林地中,冷風漸起,樹葉的綠色缺乏活力,仿佛它們此刻的沙沙作響,是一種迎接枯萎的告別儀式。

張龍泉在一塊扇形的大石頭上坐下,雙臂松弛地搭在大腿上,右手握著槍,槍口向著地面,身邊放著一個工具包。在他面前,王卓慈和王婧彤肩並肩,坐在一株壯碩古樹的樹蔭下,渾身酸痛,手掌中央磨出了不少血痕和水泡。過去三個多小時,她們一直被迫幫助張龍泉掩埋屍體,身心俱疲,現在就算有機會逃跑,恐怕也邁不動步子。她們坐得很近,但雙肩只是輕微接觸著,無法放松精神互相依靠。張龍泉的目光,以及這種生死未蔔的狀況,阻斷了她們之間的感情流露。

張龍泉突兀地說:

“仔細一看,你們倆是挺像的。”

無人回話。

張龍泉繼續說:

“不管怎麽說,我算是你們的救命恩人,不用這麽冷淡吧?”

王卓慈擠出一點說話的力氣:

“……你會放我們走嗎?”

“我說了,只要聽話,我就不會殺你們。”

言中之意很明顯了。他可能不會下殺手,但對她倆肯定還有其他索求。

“我的打算是天黑之前走出這林子,不然就得在山裏過夜了。王婧彤,把頭擡起來一點,不要那麽垂頭喪氣。我有話要問你。”

“什麽?”

“我叫張龍泉,以前也是你們的客戶。你真的不記得我了?”

在掩埋屍體的過程中,張龍泉不允許姐妹倆開口交流,所以直到現在,除了察覺到眼前的人應該就是那天夜裏的襲擊者之外,王婧彤對張龍泉確實一無所知。

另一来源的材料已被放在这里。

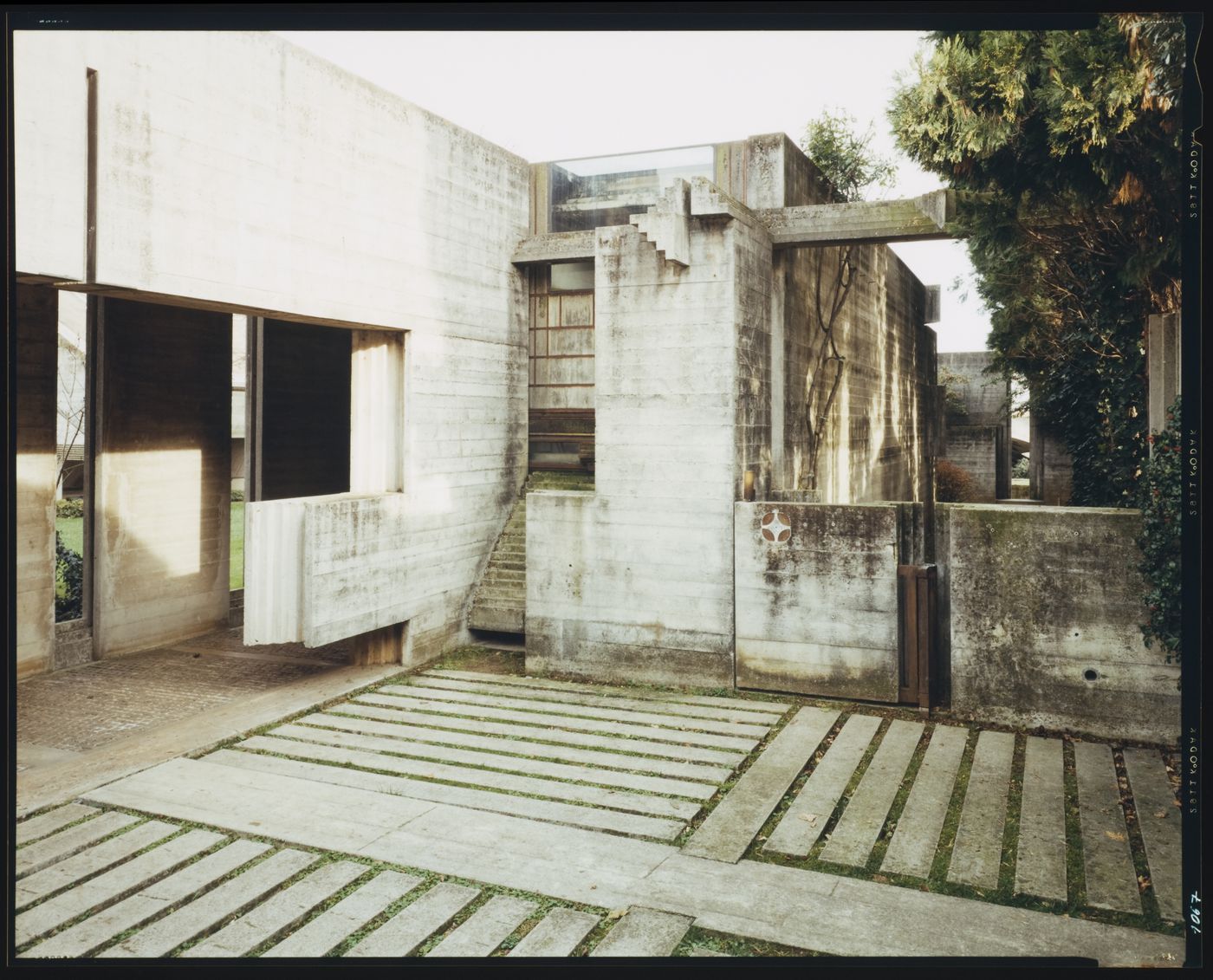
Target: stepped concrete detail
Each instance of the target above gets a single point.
(499, 604)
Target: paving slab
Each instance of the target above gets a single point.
(495, 759)
(976, 854)
(85, 938)
(621, 800)
(859, 826)
(63, 844)
(372, 706)
(90, 861)
(596, 758)
(164, 935)
(551, 810)
(557, 934)
(730, 828)
(578, 711)
(114, 885)
(49, 822)
(279, 913)
(1040, 862)
(414, 925)
(824, 912)
(576, 700)
(489, 927)
(542, 683)
(916, 838)
(645, 931)
(349, 915)
(1161, 830)
(1106, 859)
(802, 824)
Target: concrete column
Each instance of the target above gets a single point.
(36, 381)
(163, 475)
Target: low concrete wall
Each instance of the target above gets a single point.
(816, 604)
(1041, 607)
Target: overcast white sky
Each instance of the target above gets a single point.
(549, 96)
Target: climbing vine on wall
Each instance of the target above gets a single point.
(1161, 503)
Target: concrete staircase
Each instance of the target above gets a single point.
(500, 601)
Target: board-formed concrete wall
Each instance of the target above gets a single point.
(816, 601)
(634, 581)
(240, 173)
(36, 386)
(1043, 606)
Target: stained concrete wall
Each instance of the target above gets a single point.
(34, 430)
(1040, 607)
(634, 581)
(240, 172)
(163, 488)
(816, 607)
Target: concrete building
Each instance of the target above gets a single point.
(978, 414)
(734, 354)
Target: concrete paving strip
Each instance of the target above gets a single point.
(578, 711)
(803, 821)
(1040, 864)
(645, 931)
(976, 854)
(373, 707)
(542, 683)
(542, 722)
(349, 915)
(414, 925)
(1161, 828)
(912, 848)
(279, 913)
(637, 825)
(40, 786)
(347, 722)
(90, 861)
(49, 822)
(113, 886)
(495, 759)
(619, 800)
(857, 831)
(730, 828)
(794, 906)
(488, 927)
(85, 938)
(63, 844)
(557, 934)
(590, 700)
(164, 935)
(1112, 879)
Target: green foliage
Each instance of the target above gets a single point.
(954, 484)
(1161, 503)
(846, 155)
(1069, 145)
(68, 582)
(69, 509)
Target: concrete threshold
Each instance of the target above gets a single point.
(51, 780)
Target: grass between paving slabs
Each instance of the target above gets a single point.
(937, 880)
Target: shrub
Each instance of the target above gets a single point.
(1160, 496)
(68, 582)
(952, 484)
(68, 509)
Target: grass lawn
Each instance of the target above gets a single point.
(72, 533)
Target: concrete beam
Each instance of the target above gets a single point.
(919, 218)
(555, 246)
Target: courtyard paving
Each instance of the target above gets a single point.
(464, 813)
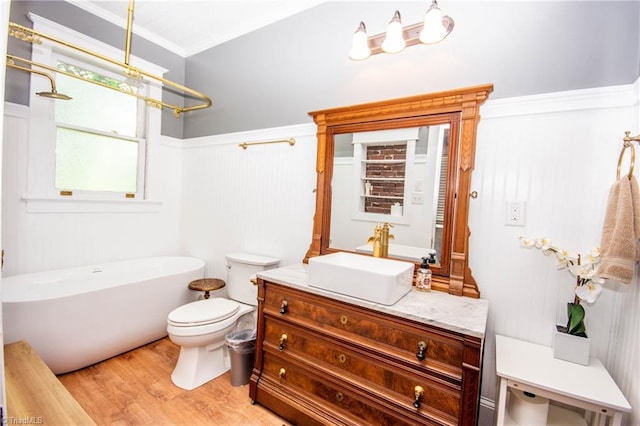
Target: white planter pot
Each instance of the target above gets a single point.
(570, 348)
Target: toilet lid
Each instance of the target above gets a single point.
(203, 312)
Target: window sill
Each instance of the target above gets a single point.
(71, 205)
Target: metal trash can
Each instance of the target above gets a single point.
(242, 345)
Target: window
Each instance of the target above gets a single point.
(384, 163)
(88, 155)
(100, 143)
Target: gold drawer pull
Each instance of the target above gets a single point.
(283, 340)
(422, 348)
(418, 391)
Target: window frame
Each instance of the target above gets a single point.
(41, 195)
(139, 138)
(407, 137)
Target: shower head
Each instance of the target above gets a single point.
(53, 94)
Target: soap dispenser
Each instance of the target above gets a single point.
(423, 278)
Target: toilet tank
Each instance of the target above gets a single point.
(241, 267)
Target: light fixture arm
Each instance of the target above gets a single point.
(32, 36)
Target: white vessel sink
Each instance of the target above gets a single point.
(374, 279)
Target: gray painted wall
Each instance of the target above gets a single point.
(275, 75)
(17, 82)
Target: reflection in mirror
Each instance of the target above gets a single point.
(406, 161)
(397, 176)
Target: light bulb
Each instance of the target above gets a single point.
(394, 41)
(434, 29)
(360, 44)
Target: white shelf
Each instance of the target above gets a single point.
(530, 367)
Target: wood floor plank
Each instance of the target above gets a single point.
(135, 388)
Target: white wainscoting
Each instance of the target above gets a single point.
(557, 152)
(260, 200)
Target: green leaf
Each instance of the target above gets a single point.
(575, 312)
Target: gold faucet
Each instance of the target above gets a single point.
(376, 239)
(384, 239)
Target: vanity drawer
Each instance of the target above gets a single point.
(394, 336)
(364, 368)
(354, 404)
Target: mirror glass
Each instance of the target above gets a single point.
(397, 176)
(408, 162)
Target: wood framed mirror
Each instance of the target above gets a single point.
(423, 148)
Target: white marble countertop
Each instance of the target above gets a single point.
(454, 313)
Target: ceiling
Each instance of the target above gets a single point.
(187, 27)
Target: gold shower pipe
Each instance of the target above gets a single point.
(150, 101)
(290, 141)
(12, 64)
(32, 36)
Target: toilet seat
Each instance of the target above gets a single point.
(203, 312)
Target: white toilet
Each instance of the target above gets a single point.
(200, 327)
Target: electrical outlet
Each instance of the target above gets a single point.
(514, 213)
(417, 198)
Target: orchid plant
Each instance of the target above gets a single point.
(583, 269)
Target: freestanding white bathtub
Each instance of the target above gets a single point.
(76, 317)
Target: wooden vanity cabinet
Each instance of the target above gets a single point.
(324, 361)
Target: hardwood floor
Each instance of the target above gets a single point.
(135, 388)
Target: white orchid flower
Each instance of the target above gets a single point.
(589, 292)
(527, 242)
(585, 271)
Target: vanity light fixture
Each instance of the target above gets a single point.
(32, 36)
(433, 29)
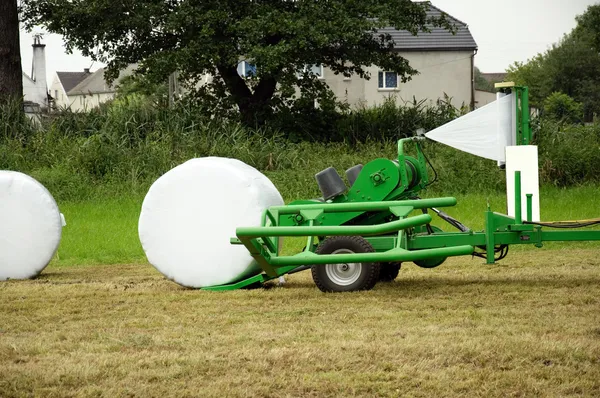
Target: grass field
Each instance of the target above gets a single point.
(527, 327)
(100, 321)
(104, 231)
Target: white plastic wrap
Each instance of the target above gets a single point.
(485, 132)
(30, 226)
(192, 211)
(523, 158)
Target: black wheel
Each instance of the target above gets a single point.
(389, 271)
(347, 277)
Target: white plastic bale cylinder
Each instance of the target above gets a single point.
(191, 212)
(30, 226)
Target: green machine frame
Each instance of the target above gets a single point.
(380, 206)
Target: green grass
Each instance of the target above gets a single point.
(529, 326)
(101, 231)
(104, 230)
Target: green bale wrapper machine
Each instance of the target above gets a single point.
(359, 235)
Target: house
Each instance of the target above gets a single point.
(35, 90)
(82, 91)
(484, 97)
(445, 63)
(62, 83)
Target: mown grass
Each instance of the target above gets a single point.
(527, 327)
(104, 230)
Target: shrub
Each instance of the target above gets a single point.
(563, 109)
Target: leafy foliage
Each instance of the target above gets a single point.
(572, 67)
(125, 145)
(562, 108)
(200, 38)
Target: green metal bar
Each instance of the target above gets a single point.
(388, 256)
(489, 236)
(447, 239)
(367, 206)
(525, 126)
(260, 278)
(244, 233)
(529, 207)
(554, 236)
(518, 215)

“我可能聽過你的名字,但我沒見過你,至少是不記得。只有……只有管事的人,才會知道那麽多。對我們這些——”

王婧彤考慮到妹妹就在身邊,突然不知該如何繼續。

“你說話不用這麽遮遮掩掩的。你還不知道你妹妹都做了些什麽吧?她很有兩下子,已經一個人把診所的事情查得一清二楚了。”

王婧彤轉向妹妹,用眼神尋求答案。

王卓慈本希望能在一種更私密的情況下,和姐姐共同面對現實,但現在別無選擇了。

“姐,媽媽把當年的事都告訴我了。你去了一家私底下做代孕的診所。開診所的人是梁醫生,還有,邱——當年我們都叫他邱伯伯。”

“是媽媽讓你來找我?”

王卓慈默默搖頭。

王婧彤深吸一口氣。她離家出走的時候,已下定決心,今生不再對生身父母抱有任何感情,但此刻仍然難免感受到並不劇烈,但深入骨髓的痛苦。

“診所裏最多的時候有十二個幫人生孩子的,我只是其中之一,梁奇和邱正不喜歡我們私下談論客戶,能不說就不說。”

“那你和何岸關系怎麽樣?是她替我生的孩子。”

王婧彤愕然,眼中不由得流露出關切的神色:

“何岸應該已經出獄了。你和她還有聯系?”

“姐,你不知道……?”

“怎麽了?”

張龍泉接話:

“何岸已經死了。還有,謝蘭也死了。”

王婧彤震驚不已,突然想猛地站起來,這不是一種對抗,而是不由自主地試圖逃離這個可怕的事實。

張龍泉舉起槍,對她說:“坐下。”

王卓慈心跳像停了一拍,趕緊握住姐姐的手腕。王婧彤站起一半的身體,又滑了下去;樹皮像倒刺一樣摩擦著她的背部皮膚,但她對這種並不強烈的疼痛似乎已經沒有反應了。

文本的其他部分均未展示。